Nos últimos oito anos, o Pavia foi epicentro de uma das mais notáveis intervenções de requalificação urbana e de valorização ambiental a que Viseu já assistiu. O investimento oficial ultrapassa os 52 milhões. Só falta o funicular.
Este engenho mecânico não poluente, em fase de instalação, vai ligar, em dois a três minutos de viagem, os 400 metros que separam o largo da Feira de S. Mateus do centro histórico, junto à Sé, através da Calçada de Viriato.
O funicular será composto por duas carruagens (cada uma delas com capacidade para 50 passageiros, 10 dos quais sentados) que circulação em vaivém entre o largo de Viriato (junto à pensão com o mesmo nome) e o centro histórico nas traseiras da Casa do Adro. As estações estão já a ser construídas nas zonas terminais.
Calculado em 5,2 milhões de euros, o investimento neste meio de transporte ficará concluído até Março de 2009. Altura em que chega também oficialmente ao fim a intervenção integrada do Programa Polis em Viseu.
O presidente da Câmara Municipal de Viseu (CMV), Fernando Ruas, considera que a instalação do engenho mecânico que vai ligar a baixa e a alta urbanas "é a cereja no bolo" do Programa Polis.
"Nos últimos anos ocorreram intervenções importantíssimas para a cidade. Mas não há dúvida que a requalificação ambiental do rio Pavia e o lançamento do funicular são as obras emblemáticas do projecto", reconhece o autarca.

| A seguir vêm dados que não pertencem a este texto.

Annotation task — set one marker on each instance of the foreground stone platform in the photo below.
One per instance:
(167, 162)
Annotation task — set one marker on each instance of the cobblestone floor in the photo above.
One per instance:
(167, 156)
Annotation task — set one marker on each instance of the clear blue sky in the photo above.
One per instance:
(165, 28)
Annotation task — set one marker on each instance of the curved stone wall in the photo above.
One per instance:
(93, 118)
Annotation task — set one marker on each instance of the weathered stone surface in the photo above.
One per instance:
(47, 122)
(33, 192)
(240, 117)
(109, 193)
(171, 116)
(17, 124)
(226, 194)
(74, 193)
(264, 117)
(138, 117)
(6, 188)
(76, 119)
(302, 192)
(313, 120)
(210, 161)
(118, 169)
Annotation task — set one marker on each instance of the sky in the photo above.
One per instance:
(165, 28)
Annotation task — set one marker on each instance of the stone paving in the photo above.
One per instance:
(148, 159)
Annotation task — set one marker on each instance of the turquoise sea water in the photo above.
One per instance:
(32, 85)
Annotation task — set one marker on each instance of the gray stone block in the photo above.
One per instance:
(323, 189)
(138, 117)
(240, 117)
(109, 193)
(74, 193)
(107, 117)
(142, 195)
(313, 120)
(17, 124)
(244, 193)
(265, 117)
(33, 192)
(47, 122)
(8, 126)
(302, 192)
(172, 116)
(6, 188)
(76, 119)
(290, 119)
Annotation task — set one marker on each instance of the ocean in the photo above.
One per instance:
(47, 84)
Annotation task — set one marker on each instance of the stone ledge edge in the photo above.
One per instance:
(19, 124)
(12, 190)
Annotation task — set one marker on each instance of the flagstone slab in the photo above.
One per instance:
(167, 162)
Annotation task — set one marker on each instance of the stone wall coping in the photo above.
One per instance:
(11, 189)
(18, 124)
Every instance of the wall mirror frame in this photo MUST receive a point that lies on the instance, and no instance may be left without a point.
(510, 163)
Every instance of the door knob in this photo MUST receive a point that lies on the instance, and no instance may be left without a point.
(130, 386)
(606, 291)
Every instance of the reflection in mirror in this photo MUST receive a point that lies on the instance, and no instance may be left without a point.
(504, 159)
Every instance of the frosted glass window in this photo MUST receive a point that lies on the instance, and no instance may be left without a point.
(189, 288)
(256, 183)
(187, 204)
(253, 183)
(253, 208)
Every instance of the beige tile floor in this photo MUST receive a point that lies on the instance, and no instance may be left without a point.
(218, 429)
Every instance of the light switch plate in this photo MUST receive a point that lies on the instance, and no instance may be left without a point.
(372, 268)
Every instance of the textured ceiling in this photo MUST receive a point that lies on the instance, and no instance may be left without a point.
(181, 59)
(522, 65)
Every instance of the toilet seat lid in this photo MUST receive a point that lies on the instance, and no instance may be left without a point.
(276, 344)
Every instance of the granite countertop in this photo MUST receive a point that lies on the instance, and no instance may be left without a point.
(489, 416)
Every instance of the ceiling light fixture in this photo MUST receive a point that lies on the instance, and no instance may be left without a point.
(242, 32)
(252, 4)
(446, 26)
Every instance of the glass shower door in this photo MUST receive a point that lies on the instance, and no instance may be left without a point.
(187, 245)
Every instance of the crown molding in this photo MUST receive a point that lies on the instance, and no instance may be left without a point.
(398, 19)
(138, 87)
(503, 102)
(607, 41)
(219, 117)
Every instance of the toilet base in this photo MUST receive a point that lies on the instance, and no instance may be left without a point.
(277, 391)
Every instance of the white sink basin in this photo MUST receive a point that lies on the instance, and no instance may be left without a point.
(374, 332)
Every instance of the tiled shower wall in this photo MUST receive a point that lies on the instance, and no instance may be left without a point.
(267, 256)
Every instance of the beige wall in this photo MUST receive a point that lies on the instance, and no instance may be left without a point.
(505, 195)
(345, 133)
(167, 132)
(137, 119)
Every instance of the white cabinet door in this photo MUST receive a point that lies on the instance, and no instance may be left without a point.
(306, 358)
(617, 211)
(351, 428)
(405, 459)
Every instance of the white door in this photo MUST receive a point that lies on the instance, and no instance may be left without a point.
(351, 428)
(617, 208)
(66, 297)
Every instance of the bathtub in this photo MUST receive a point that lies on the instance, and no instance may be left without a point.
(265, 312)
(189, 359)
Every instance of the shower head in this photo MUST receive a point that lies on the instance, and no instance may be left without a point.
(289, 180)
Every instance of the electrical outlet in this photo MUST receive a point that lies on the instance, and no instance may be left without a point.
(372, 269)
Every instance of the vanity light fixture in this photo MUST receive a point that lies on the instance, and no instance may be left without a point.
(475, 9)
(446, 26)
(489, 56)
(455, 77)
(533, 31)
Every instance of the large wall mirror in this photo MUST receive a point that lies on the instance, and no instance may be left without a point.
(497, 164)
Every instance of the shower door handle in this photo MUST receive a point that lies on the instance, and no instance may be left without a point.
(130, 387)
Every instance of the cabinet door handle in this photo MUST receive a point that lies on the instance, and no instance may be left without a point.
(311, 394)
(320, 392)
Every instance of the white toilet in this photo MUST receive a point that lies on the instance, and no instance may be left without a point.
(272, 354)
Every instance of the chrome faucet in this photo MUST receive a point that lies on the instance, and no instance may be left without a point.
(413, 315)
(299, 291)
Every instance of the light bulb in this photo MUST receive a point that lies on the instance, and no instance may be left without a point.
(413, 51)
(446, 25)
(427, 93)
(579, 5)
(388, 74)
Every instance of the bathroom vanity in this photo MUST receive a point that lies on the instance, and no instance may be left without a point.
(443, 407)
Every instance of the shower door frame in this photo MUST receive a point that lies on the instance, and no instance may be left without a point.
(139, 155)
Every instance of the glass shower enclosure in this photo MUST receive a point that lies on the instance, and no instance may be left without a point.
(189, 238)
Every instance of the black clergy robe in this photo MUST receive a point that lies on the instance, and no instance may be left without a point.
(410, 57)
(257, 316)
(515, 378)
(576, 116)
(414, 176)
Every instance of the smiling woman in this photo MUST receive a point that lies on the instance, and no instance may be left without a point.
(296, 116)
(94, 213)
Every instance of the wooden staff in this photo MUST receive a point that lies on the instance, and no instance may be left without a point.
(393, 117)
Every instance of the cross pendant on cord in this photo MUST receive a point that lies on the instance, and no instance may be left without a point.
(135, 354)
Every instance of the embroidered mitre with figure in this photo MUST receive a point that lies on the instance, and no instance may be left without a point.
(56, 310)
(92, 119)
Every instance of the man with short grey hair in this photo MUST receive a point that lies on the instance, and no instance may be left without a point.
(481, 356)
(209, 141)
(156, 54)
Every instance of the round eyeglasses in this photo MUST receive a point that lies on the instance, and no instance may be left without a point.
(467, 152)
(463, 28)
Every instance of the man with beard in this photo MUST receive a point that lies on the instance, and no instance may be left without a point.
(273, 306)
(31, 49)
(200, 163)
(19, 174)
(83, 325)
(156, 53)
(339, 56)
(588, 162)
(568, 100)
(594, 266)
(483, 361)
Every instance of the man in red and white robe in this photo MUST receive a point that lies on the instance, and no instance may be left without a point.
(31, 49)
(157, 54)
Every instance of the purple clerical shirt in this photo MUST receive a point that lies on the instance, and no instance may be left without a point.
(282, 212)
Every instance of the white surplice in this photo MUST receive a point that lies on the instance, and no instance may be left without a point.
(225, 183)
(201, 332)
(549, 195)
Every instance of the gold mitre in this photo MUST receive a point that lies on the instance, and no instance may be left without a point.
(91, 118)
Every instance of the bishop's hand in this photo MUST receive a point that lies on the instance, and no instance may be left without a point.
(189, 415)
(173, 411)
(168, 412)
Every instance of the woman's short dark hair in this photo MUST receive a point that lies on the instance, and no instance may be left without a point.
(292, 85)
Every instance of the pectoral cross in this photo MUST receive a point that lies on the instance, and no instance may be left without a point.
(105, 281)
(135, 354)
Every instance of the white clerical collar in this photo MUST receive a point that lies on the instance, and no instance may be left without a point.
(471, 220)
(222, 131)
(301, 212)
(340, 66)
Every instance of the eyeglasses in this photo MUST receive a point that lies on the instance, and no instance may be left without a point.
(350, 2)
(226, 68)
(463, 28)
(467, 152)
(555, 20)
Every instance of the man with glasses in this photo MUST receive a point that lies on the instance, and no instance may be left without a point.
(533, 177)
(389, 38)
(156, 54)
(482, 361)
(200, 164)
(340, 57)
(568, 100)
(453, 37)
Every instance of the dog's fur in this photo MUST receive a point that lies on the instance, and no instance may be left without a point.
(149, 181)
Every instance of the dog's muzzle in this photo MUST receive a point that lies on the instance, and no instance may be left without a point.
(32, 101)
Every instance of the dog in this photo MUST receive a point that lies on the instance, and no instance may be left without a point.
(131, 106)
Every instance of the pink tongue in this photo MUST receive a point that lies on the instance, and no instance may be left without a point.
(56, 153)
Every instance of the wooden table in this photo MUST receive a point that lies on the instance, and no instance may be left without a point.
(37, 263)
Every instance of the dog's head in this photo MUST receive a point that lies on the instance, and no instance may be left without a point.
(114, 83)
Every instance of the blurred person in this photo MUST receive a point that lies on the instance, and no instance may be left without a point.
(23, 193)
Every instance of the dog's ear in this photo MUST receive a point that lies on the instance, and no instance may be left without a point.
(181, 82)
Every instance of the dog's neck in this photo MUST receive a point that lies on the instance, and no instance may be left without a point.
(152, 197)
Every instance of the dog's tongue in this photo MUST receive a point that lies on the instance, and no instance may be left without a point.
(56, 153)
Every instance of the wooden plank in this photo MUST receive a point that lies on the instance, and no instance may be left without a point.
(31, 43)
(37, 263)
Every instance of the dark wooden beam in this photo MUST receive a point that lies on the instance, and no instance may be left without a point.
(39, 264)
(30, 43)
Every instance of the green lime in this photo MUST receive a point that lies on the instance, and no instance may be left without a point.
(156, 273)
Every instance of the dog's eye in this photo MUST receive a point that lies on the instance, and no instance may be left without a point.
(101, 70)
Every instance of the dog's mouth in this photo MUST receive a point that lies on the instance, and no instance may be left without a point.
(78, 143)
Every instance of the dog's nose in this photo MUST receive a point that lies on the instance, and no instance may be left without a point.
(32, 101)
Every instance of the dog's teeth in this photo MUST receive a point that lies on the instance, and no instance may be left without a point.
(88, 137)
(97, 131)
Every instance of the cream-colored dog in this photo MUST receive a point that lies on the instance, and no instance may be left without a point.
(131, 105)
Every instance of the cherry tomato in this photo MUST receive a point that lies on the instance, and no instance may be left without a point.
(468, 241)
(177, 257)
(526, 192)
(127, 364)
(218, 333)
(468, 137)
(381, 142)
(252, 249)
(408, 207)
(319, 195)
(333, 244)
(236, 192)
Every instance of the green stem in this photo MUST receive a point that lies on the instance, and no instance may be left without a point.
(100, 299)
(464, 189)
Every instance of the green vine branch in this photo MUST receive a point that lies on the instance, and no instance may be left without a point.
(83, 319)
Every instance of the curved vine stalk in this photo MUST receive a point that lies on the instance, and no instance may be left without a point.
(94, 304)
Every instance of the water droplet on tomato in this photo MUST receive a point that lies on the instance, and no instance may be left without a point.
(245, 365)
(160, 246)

Num primeiro e breve balanço à intervenção Polis, Ruas garante que apesar de alguns projectos não terem sido concretizados e de outros precisarem ainda de uns retoques, voltaria a aderir sem reservas à intervenção de requalificação.
"Foi um contrato entre duas partes que hoje voltaria a assinar. Se bem que não perca a esperança de corrigir situações que não me agradam plenamente, nomeadamente a falta de espaços verdes junto ao túnel rodoviário de Viriato e ao recinto da Feira de S. Mateus", declarou.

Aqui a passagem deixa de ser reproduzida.